Interviewing the Russian Population at BT

Interviewing the Russian Population at BT

Isabelle A., Editor

     Beth Tfiloh’s student body contains a large Russian population, even enough to create a Russian club. So, to gain insight into their lives, I interviewed a variety of first-generation Americans with parents who hail from the former Soviet Union.


     First, I interviewed Garrett R. ‘22 who takes great pride in his Slavic identity. His parents come from Ukraine and Siberia, and though he can understand Russian fluently, he cannot speak it well. His favorite Russian food is his mom’s borscht, a beet stew, because “it’s really good, it’s just the best.” He enjoys watching Nu Pogodi! (Well, Just You Wait!) a Soviet animated series. Despite his love for his heritage, he does not celebrate the Russian New Year. However, his family has traditions like sitting down before going on a trip.
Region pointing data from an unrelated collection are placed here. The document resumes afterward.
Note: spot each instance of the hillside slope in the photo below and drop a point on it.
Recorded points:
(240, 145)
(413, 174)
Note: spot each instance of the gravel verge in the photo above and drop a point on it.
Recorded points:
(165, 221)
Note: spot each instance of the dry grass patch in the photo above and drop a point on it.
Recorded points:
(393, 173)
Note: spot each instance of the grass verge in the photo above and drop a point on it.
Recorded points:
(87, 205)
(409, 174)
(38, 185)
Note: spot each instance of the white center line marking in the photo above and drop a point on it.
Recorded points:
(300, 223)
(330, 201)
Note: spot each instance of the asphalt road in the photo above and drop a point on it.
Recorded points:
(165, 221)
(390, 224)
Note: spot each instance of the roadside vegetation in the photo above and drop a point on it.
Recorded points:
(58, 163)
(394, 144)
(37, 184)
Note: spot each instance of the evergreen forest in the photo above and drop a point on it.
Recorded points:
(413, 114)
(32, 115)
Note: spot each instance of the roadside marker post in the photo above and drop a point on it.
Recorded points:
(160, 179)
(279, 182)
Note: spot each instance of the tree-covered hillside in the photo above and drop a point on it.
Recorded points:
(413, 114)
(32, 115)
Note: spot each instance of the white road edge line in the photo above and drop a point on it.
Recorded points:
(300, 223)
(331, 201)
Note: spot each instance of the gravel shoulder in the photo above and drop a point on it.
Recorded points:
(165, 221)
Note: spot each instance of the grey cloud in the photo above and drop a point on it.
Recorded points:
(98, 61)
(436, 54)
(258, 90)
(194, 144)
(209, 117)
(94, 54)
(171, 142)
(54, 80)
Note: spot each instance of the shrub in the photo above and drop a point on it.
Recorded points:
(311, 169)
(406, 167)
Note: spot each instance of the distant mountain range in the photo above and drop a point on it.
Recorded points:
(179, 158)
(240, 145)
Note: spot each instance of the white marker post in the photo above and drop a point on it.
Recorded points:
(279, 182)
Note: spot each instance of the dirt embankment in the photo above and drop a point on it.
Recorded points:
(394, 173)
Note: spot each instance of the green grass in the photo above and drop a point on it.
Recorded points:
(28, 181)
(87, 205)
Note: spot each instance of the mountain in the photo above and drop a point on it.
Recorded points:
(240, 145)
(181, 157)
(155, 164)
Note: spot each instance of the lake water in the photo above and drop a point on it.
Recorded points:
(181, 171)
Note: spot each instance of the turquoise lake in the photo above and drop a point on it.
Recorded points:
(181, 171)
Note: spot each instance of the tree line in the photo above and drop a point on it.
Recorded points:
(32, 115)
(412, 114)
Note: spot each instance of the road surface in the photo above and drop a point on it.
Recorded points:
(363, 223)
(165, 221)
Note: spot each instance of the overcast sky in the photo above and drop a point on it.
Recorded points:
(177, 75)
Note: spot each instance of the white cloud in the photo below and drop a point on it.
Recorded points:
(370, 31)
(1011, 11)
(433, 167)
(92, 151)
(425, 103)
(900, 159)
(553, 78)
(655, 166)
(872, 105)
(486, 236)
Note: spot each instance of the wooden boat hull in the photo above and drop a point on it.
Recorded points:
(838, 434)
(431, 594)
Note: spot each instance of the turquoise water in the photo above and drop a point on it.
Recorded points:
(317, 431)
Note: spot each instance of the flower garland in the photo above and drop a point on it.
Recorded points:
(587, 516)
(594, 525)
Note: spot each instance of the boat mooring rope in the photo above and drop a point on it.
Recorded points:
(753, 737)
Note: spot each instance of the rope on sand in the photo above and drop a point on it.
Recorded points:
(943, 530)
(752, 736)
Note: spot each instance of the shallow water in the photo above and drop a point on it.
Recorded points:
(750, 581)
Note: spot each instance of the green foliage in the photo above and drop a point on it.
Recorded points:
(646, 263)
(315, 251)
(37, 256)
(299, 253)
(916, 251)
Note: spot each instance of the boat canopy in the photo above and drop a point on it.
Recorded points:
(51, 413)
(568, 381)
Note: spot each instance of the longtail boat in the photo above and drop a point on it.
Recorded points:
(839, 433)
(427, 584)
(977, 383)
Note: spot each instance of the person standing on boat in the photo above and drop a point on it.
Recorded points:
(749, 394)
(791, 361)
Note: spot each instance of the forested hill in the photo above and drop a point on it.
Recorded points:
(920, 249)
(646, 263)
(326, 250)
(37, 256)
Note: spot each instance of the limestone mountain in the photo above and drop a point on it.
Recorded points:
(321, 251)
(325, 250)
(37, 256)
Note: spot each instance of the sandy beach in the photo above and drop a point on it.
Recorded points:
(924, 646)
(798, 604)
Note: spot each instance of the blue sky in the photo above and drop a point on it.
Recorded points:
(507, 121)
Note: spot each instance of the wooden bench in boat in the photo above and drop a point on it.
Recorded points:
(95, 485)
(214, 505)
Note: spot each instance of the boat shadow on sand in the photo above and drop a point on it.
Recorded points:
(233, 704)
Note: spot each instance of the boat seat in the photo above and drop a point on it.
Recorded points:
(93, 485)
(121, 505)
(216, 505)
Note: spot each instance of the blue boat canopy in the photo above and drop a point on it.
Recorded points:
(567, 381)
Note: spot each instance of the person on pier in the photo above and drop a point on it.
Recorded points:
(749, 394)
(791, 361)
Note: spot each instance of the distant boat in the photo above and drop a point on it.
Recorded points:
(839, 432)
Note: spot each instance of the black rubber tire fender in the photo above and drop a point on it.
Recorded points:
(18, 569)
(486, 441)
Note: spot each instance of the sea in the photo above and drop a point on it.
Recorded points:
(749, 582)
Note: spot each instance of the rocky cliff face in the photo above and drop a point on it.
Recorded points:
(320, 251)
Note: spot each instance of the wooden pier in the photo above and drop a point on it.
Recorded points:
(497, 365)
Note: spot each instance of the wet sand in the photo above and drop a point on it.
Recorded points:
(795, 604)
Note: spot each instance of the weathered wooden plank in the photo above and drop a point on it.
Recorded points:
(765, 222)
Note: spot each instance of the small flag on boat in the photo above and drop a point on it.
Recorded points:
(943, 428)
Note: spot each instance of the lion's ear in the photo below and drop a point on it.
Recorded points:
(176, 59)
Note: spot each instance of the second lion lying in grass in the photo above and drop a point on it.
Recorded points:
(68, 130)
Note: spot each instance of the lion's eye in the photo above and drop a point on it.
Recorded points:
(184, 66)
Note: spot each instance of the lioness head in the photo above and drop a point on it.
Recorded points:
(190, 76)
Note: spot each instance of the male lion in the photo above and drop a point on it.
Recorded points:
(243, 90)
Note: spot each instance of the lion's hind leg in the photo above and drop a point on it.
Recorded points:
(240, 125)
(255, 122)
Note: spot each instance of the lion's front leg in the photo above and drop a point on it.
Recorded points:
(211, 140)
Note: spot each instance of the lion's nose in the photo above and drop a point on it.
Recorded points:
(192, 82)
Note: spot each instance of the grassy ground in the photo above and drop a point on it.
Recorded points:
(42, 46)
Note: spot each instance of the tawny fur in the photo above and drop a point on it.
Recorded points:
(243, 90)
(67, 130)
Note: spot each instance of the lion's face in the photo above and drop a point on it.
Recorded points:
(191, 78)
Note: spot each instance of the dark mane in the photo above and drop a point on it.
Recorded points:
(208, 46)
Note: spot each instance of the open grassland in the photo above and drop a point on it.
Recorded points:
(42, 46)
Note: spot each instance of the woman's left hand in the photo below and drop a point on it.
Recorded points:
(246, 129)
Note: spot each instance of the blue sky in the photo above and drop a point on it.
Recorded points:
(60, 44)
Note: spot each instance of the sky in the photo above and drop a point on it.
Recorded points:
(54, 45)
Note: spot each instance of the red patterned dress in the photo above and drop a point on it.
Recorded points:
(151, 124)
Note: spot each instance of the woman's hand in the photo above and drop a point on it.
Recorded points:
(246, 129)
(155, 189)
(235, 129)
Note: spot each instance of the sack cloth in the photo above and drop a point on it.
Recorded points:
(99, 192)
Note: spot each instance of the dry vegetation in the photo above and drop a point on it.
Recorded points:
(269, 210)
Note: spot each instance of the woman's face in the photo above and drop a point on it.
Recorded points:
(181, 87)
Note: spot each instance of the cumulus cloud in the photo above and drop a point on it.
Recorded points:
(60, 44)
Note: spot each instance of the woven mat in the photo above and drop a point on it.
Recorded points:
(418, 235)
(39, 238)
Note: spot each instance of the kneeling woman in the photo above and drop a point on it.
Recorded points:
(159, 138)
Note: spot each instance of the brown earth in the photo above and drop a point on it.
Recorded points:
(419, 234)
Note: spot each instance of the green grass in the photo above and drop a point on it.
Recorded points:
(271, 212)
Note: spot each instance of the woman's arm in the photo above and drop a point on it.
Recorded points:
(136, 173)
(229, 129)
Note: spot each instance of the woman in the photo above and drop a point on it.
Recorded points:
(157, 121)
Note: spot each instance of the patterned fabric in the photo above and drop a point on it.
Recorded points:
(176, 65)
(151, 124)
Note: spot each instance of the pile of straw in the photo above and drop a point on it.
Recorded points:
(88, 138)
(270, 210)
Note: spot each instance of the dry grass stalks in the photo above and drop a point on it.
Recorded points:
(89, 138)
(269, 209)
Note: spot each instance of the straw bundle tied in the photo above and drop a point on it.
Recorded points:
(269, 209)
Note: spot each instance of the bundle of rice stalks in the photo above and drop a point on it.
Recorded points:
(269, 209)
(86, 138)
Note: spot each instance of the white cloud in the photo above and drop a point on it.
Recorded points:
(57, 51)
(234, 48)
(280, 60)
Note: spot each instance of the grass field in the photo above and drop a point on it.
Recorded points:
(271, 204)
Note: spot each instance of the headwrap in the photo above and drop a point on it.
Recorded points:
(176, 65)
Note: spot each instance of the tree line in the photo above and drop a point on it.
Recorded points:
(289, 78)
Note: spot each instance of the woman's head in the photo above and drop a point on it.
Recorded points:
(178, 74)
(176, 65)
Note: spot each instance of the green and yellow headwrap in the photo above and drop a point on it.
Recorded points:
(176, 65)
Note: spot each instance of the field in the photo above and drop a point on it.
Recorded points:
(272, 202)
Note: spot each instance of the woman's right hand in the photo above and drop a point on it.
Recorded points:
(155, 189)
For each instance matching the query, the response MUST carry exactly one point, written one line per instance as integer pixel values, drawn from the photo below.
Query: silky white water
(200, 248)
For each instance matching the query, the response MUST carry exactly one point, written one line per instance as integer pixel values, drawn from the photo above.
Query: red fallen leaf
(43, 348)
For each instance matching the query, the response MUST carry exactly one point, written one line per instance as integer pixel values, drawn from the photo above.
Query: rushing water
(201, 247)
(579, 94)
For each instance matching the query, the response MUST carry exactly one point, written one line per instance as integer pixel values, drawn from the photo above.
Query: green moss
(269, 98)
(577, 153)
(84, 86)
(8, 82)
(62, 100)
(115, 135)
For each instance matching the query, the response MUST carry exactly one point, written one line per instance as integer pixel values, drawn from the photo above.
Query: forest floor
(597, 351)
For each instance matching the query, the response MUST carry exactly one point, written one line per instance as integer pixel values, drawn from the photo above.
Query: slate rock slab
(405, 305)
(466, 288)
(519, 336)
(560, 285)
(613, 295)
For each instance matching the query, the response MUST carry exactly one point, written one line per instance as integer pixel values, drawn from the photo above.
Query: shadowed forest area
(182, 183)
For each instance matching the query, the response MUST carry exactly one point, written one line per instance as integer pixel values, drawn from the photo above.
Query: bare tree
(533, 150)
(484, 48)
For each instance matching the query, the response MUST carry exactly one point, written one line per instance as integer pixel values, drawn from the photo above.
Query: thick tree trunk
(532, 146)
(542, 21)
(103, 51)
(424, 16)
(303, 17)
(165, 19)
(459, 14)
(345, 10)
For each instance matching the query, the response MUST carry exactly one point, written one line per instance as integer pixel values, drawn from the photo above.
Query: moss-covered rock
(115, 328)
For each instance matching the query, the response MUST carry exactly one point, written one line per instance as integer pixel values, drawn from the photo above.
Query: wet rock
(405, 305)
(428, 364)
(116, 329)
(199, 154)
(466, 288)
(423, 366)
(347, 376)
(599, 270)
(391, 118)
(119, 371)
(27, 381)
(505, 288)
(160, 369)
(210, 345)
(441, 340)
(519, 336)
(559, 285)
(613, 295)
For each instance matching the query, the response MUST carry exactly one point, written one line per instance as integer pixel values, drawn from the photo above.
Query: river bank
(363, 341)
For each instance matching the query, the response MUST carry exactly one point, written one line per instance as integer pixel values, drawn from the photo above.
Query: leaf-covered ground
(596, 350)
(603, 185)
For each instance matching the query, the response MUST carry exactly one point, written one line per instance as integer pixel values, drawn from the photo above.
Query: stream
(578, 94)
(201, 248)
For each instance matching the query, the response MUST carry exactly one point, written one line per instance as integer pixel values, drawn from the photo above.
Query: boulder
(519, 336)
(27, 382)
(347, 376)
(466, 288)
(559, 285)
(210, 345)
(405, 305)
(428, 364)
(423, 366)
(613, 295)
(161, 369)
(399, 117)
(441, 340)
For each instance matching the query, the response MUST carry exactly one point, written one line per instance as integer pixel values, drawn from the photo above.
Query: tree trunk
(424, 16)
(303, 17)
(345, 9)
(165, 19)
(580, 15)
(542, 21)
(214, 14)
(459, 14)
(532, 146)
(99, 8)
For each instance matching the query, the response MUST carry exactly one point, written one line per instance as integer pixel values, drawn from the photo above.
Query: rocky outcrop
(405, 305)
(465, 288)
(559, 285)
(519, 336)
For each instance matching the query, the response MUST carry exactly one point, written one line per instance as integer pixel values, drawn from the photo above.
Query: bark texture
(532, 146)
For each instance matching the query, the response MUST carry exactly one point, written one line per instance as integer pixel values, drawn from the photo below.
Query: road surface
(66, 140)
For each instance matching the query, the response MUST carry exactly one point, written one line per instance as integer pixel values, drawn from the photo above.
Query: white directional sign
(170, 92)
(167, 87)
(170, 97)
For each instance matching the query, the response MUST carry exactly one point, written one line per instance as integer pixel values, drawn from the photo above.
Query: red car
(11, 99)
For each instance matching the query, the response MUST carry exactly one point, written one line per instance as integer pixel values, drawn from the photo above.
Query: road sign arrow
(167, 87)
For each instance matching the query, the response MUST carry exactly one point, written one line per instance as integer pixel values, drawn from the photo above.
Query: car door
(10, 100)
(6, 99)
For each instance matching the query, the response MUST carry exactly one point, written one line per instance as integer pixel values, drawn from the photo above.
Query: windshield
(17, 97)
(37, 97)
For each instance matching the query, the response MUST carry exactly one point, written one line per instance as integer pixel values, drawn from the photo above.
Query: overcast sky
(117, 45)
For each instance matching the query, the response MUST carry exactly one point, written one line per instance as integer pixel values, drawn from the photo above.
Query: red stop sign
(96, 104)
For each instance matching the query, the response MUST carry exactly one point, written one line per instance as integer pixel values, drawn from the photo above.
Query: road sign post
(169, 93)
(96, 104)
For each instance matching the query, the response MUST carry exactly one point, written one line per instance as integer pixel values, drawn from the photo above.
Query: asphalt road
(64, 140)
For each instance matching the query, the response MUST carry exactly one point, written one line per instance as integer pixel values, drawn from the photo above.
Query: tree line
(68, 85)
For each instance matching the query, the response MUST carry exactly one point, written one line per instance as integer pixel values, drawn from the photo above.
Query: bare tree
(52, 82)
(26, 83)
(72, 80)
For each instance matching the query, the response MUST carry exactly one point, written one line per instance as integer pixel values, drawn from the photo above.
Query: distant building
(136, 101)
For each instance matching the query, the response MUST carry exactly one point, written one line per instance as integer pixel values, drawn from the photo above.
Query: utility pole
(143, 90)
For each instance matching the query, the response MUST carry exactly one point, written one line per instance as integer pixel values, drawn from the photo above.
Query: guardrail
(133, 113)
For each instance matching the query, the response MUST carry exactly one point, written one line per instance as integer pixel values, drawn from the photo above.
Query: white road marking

     With parents immigrating from Ukraine and Uzbekistan, Elan V. ‘23 speaks a mix of Russian and English with his family. Pilaf (rice with assorted ingredients) is his favorite Russian food and he grew up watching a Russian version of The Voice. As a child, Elan went to the “Russian store” often, a store which sells different Russian foods, but he does not go anymore. His family has superstitions such as not opening an umbrella nor whistling indoors.


     Sabrina S. ‘23 has parents from Ukraine as well. She speaks Russian with her family and loves blintzes and kalduny (stuffed dumplings). She grew up watching Masha y Midved (Masha and the Bear), a show based on a Russian oral folktale. In addition to shopping at the Russian store with her grandma, she celebrates the Russian New Year by receiving presents and putting up a tree. She could think of many superstitions her family follows. For instance, one cannot toast with an empty glass, sit at the corner of a table, nor whistle indoors. Like Garrett, her family always sits down before going on a trip. A particularly interesting superstition was that if a bird poops on you, you will be rich! She believes the Russian Jews at BT are different from the other students at BT because they celebrate holidays differently; they eat in bigger portions, buffet style, and with more variety; and their parents employ different methods in disciplining their children.


     Next, I interviewed Michael M. ‘25. His parents stem from Belarus and Moldova, though his mother moved to Israel from the USSR before moving to America where she met his father. Michael is fluent in Russian and often speaks it with his grandparents. Besides enjoying Russian foods such as pelmeni (meat dumplings) and olivyei (potato salad), he often attends the Russian store. He loves Bremenskai Muzekanti (The Bremen Town Musicians), a Soviet musical film based on a Brothers Grimm fairytale, and Nu Pogodi (Well, Just You Wait!). Celebrating the Russian New Year is his favorite custom and his family also has many superstitions they keep. Though they have the common one, no whistling in the house, he also mentioned that one cannot step over someone on the ground nor shake hands in a doorway or they will not grow.


     Finally, I spoke to the heads of the Russian club: Julia G. ‘23 and Leila M. ‘23. Julia’s parents are from Siberia and Ukraine while Leila’s are from Azerbaijan. They both speak Russian with their family, however, Julia describes herself as fluent and Leila says she is “somewhat” fluent. A fan favorite, they love Nu Pogodi and Cheburashka, a popular animated Soviet film. Leila also loves Masha y Midved just like Sabrina. Also like Sabrina, they both love to eat blintzes, but the similarities end there. Julia’s other favorite foods are bulon (broth) and bitki (chicken cutlets) and Leila’s are pelmeni (meat dumplings) and hatchipuri (bread with cheese and egg). Both often visit the Russian store and celebrate the Russian New Year by putting up a tree and getting presents. They believe children of immigrants are raised differently than other Americans and Julia touched upon the difference in how they are disciplined. Leila has the custom of going to Europa, a Russian restaurant, for every occasion and Julia’s family always says z’bogam (with God) before traveling. Superstitions being a large part of Russian culture, they both had many to offer. Julia explained that one cannot walk in the path of a black cat nor show on your body where you got hurt. Leila related that one cannot say a bad dream out loud, cannot pour salt over the table nor pass it – meaning that to pass the salt, one must put it down on the table before another person picks it up.


     Personally, I am a part of the BT Russian population with both my parents hailing from Belarus. I found these interviews to be an amazing opportunity to connect with people who grew up similarly to me. We watched the same shows, have the same superstitions, and eat the same foods. Despite our likeness, this highlighted the diversity in our upbringing. I hope this article reaches the non-Russian population of BT to achieve a greater understanding of their fellow students.